Table of Contents
In our prior track, we discussed several ways to keep east-to-west traffic secured using Faucet, especially with the now-common threat of compromised servers attacking deeper into a datacenter network. In this track, we will be expanding on network security and how security-centric controller northbound APIs may be implemented and used to deal with the evolving threats in a datacenter.
WIP: rework intro
Before getting too much into a generic security API, let’s discuss a bit on how ACLs are generally implemented now. ACLs are usually defined in a configuration file or database and then converted to flow entries in the appropriate tables of the switches they apply to. ACLs are often applied on a port-by-port basis, requiring the network engineer to consider every port on every switch in the network. By manually defining every port in every switch and which ACLs should be applied to them, mistakes are easier to make and changing the network topology can require the network engineer to parse through thousands of lines of configuration to find the specific ports that need to be reconfigured. This makes for brittle security and networking.
If we look at the most common type of ACLs in use, especially for network security, these ACLs apply to forwarding traffic. This is quite common on a dedicated firewall, but these ACLs can (and should) be implemented between each host when possible, and at every switch port if not. There are many cases where a single server in a network is compromised and can then start attacking other hosts behind the classic router/firewall. These forwarding ACLs only really need to be applied on ports that have hosts directly attached to them. More specifically, they should be applied on “edge” ports in the controlled OpenFlow domain. Links between switches managed by the same controller should not need to apply the ACLs and often spine or aggregator switches allow for fewer ACL entries as a tradeoff for higher switching bandwidth. Furthermore, not only should forwarding ACLs be applied to edge ports, but in most networks, they should be applied to all edge ports. Wouldn’t it be nice if you could just tell the controller that, no matter the topology, apply a specific ACL to a certain port classification?

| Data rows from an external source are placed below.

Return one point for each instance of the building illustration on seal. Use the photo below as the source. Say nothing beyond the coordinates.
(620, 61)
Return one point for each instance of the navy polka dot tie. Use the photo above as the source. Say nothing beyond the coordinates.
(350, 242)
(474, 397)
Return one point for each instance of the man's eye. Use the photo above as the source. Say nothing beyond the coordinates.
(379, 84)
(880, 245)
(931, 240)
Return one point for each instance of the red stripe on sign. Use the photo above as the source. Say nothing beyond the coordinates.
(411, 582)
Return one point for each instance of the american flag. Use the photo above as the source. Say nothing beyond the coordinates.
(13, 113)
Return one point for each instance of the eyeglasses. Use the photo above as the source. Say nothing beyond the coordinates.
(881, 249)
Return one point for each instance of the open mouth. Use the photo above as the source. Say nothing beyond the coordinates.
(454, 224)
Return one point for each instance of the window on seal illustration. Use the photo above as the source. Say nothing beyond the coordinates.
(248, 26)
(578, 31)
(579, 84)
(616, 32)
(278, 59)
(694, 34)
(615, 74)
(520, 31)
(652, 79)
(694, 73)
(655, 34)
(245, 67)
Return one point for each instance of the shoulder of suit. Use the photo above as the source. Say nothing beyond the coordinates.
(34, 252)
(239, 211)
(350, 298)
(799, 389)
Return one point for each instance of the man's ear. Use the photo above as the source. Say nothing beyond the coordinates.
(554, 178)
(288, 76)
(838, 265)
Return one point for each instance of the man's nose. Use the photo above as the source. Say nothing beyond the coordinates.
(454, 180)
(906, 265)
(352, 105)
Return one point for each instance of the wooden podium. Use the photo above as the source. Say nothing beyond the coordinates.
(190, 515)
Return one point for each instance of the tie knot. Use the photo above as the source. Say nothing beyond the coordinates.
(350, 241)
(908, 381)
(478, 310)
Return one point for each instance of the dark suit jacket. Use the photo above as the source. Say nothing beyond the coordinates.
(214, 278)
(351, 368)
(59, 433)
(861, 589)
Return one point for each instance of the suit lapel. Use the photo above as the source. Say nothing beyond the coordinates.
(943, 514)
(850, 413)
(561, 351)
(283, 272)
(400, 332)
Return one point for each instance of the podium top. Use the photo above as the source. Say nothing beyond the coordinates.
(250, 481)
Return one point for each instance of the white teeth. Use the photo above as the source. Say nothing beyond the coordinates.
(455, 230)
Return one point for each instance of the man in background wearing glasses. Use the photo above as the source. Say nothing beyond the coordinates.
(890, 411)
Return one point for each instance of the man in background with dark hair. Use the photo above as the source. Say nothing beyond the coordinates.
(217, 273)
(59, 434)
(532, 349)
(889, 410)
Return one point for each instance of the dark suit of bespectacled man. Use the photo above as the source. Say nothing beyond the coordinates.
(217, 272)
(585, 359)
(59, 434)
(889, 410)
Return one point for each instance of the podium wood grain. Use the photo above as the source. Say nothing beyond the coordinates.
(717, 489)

Let’s say for a moment that we can tell the controller to enforce certain ACL rules based on the port class. We’ll discuss how the controller will know what the port class is later. The port class can include whether or not the port is on the edge of the network as we mentioned above, but it may also include information such as “untrusted” for WLAN access points or a guest network. Now when we define ACL rules, we can say something like “apply the general ACL where the port is on the network edge” rather than “apply the general ACL on ports 1, 2, 3, 4… on switch DPID 0x…, …”. Not only does this make it easier for the network and security engineer to specify how ACLs are enforced, it also provides a separation of concerns. The security engineer can write the appropriate ACLs to match their security policy and the network engineer can ensure the controller provides any custom classification that isn’t already provided by the controller’s internal topology discovery process.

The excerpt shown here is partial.